What joining Drag Race meant for the creative director and drag mother.
The inaugural season gave us a stellar cast, the first franchise with two transwomen as permanent judges, an impressive serving of love it or hate it moments: impressive fashion, the longest Snatch Game in history, the only pit crew with shoes, the best girl group challenge across all franchises, and enough drama to justify the very first Untucked outside of the US. From Meet The Queens alone, many Drag Race fans worldwide said it looked like the best casted show Drag Race had produced since All Stars 2, and that’s saying a lot.

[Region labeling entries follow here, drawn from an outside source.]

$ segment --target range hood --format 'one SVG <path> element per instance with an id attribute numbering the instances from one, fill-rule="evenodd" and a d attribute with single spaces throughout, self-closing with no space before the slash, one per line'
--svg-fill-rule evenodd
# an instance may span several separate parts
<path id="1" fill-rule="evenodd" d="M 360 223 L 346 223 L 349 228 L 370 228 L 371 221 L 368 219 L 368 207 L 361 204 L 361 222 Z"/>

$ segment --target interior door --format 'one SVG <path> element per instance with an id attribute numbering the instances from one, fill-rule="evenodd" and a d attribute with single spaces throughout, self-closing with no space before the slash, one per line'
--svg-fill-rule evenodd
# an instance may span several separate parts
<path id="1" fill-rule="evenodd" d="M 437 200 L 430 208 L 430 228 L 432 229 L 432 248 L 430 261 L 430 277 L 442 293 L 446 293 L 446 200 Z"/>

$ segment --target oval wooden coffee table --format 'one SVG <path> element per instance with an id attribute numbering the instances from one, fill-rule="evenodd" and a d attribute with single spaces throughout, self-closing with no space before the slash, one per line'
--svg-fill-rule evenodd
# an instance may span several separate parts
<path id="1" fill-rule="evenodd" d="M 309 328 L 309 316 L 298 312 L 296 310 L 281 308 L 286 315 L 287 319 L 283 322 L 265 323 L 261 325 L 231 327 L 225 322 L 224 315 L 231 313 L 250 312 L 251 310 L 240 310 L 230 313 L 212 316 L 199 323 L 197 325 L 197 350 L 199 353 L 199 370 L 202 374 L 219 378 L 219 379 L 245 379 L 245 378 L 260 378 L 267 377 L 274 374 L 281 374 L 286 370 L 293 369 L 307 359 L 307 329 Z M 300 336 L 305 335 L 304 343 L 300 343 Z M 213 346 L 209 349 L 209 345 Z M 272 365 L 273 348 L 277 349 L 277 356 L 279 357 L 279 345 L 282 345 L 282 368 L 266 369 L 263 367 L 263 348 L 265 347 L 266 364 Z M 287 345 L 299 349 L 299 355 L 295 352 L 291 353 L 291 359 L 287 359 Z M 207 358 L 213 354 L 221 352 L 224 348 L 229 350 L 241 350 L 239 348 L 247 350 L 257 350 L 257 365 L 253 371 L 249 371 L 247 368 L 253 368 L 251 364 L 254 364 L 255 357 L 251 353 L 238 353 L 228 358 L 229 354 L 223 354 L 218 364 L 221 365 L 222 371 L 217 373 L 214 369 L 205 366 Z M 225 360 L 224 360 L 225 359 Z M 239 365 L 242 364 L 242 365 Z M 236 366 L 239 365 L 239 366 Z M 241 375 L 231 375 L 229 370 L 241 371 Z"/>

Our queens didn’t disappoint when the show aired because we all fell in love with their uniquely Filipino charisma, uniqueness, nerve, and talent—pure TV gold!

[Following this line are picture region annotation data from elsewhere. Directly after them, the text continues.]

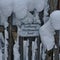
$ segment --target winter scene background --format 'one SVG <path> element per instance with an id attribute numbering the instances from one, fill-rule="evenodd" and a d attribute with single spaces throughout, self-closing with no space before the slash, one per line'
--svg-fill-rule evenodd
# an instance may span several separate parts
<path id="1" fill-rule="evenodd" d="M 60 0 L 0 0 L 0 60 L 60 60 Z"/>

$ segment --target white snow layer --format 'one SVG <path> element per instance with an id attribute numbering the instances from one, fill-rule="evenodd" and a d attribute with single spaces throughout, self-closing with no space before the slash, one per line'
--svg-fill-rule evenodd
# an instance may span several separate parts
<path id="1" fill-rule="evenodd" d="M 60 30 L 60 10 L 51 13 L 50 20 L 55 30 Z"/>

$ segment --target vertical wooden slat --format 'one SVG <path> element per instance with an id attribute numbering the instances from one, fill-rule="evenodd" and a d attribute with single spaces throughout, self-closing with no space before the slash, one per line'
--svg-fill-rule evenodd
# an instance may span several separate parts
<path id="1" fill-rule="evenodd" d="M 20 60 L 23 60 L 23 37 L 19 37 Z"/>
<path id="2" fill-rule="evenodd" d="M 29 38 L 28 60 L 32 60 L 32 38 Z"/>
<path id="3" fill-rule="evenodd" d="M 59 60 L 59 31 L 56 31 L 55 43 L 57 48 L 55 49 L 55 60 Z"/>
<path id="4" fill-rule="evenodd" d="M 9 36 L 9 39 L 8 39 L 8 60 L 13 60 L 13 58 L 14 58 L 14 56 L 13 56 L 14 40 L 12 38 L 12 18 L 13 18 L 12 15 L 8 18 L 8 23 L 9 23 L 9 26 L 8 26 L 8 34 L 9 34 L 8 35 Z"/>

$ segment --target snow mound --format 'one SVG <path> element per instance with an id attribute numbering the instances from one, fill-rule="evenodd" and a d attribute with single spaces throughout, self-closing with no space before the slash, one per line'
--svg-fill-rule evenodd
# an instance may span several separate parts
<path id="1" fill-rule="evenodd" d="M 55 30 L 60 30 L 60 10 L 51 13 L 50 20 Z"/>

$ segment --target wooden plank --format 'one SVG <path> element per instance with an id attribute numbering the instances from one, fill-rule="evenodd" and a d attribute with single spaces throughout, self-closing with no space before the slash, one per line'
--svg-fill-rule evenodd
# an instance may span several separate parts
<path id="1" fill-rule="evenodd" d="M 4 32 L 4 26 L 0 25 L 0 32 Z"/>
<path id="2" fill-rule="evenodd" d="M 7 60 L 14 60 L 14 55 L 13 55 L 13 46 L 14 46 L 14 40 L 13 40 L 13 36 L 12 36 L 12 18 L 13 18 L 13 14 L 11 16 L 8 17 L 8 59 Z"/>
<path id="3" fill-rule="evenodd" d="M 59 60 L 59 31 L 56 31 L 55 43 L 57 48 L 55 49 L 55 60 Z"/>
<path id="4" fill-rule="evenodd" d="M 29 38 L 28 60 L 32 60 L 32 38 Z"/>
<path id="5" fill-rule="evenodd" d="M 19 37 L 20 60 L 23 60 L 23 37 Z"/>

True to what you would expect from Xilhouete, while most of her sisters were releasing new weekly t-shirts to sell to hungry fans, she launched her own genderless fragrance: Xilhouete’s Eau De Parfume. Always unpredictable. Always extraordinary. Often described as the show’s dark horse, her time on our TV screens was a revelation. Episode after episode, we saw her artistry blossom beyond her long, black, flat, middle-part wig, long-winded speeches, and explosive edits.
Call Me Mother
Xilhouete confesses that she didn’t join Drag Race for the crown but to reintroduce Paper Dolls, a group of drag performers in the 70s, to the world. There is a physicalized passion whenever she mentions them: her body tenses, her voice trembles, and her eyes glisten and start to form tears. She didn’t expect this goal to be achieved in the first episode, with her terno that had the faces of the Paper Dolls, which landed her at the bottom for it being too simple for the Drag Race runway. “Proudest moment ko ‘yun, to finally unravel the faces of these people worldwide. Puso ko ‘yun eh,” Xilhouete says.
This kind of intention is what sets her apart from the other girls. She stands on the stage not for herself alone, but for the legacy, the history, the pillars, and the trailblazers of queer culture.

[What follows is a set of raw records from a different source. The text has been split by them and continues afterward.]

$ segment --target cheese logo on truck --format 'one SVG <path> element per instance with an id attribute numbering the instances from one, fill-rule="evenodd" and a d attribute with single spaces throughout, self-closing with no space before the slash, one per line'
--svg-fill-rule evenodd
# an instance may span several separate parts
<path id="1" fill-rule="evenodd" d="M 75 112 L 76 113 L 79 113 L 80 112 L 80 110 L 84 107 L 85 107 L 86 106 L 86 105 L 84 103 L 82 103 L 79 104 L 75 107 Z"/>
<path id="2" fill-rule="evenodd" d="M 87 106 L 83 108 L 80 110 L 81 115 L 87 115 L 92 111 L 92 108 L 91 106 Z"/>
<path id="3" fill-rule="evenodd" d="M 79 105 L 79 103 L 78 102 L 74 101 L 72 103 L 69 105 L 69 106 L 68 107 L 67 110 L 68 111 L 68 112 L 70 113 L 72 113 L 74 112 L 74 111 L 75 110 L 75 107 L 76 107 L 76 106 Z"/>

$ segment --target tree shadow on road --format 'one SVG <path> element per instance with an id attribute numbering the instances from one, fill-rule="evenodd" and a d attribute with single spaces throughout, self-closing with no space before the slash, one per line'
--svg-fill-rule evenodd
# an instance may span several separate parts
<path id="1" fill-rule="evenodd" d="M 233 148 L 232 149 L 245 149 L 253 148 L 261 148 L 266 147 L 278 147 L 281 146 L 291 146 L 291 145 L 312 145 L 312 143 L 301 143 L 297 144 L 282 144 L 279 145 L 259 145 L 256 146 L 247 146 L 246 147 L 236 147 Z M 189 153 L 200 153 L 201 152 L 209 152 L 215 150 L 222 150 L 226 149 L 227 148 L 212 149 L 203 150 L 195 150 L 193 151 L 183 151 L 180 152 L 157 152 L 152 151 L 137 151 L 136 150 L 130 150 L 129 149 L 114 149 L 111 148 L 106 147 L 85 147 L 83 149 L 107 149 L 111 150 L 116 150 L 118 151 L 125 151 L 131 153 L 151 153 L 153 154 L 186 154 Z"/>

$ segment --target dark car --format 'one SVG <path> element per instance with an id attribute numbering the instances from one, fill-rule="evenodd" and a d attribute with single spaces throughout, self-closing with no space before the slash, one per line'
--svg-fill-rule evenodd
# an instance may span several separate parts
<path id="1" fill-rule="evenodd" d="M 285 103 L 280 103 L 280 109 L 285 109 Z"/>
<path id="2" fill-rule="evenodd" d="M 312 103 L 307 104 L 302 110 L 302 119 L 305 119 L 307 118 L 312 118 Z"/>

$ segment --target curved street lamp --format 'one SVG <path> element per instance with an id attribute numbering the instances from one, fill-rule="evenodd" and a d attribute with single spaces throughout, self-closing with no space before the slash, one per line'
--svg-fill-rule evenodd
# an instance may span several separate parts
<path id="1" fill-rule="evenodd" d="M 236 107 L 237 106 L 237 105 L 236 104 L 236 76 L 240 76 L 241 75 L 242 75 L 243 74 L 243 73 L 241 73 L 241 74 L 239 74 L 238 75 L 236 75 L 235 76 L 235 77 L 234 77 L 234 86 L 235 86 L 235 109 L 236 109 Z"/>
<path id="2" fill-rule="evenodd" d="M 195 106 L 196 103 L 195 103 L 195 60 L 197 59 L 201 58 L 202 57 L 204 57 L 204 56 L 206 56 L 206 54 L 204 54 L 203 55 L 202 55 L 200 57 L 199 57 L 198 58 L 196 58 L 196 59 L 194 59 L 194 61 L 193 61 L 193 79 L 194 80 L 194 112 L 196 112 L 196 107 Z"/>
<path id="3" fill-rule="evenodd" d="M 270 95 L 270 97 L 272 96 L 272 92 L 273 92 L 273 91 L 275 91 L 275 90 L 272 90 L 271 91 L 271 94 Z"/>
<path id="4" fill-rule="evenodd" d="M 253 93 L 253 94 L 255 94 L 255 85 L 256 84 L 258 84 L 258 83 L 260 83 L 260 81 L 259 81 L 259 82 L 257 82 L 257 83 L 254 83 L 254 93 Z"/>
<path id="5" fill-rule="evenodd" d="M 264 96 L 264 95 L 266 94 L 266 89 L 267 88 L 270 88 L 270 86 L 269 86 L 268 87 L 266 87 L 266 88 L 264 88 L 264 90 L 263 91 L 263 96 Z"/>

Main judge Jiggly Caliente pointed out that she has got to be one dangerous competitor, having been the only queen with the upper trajectory in the competition. She started at the bottom and climbed her way up without looking back. “To last that long and compete with these younger kids (expletive), I did so well! I did great, honestly,” she boasted. “I don’t care if they find me overconfident sa show—I was not! I was just being me and embracing all of the blessings God gave me and imparting them verbally. Para mag-manifest ang isang bagay, you have to say it. You have to write it down and do it.”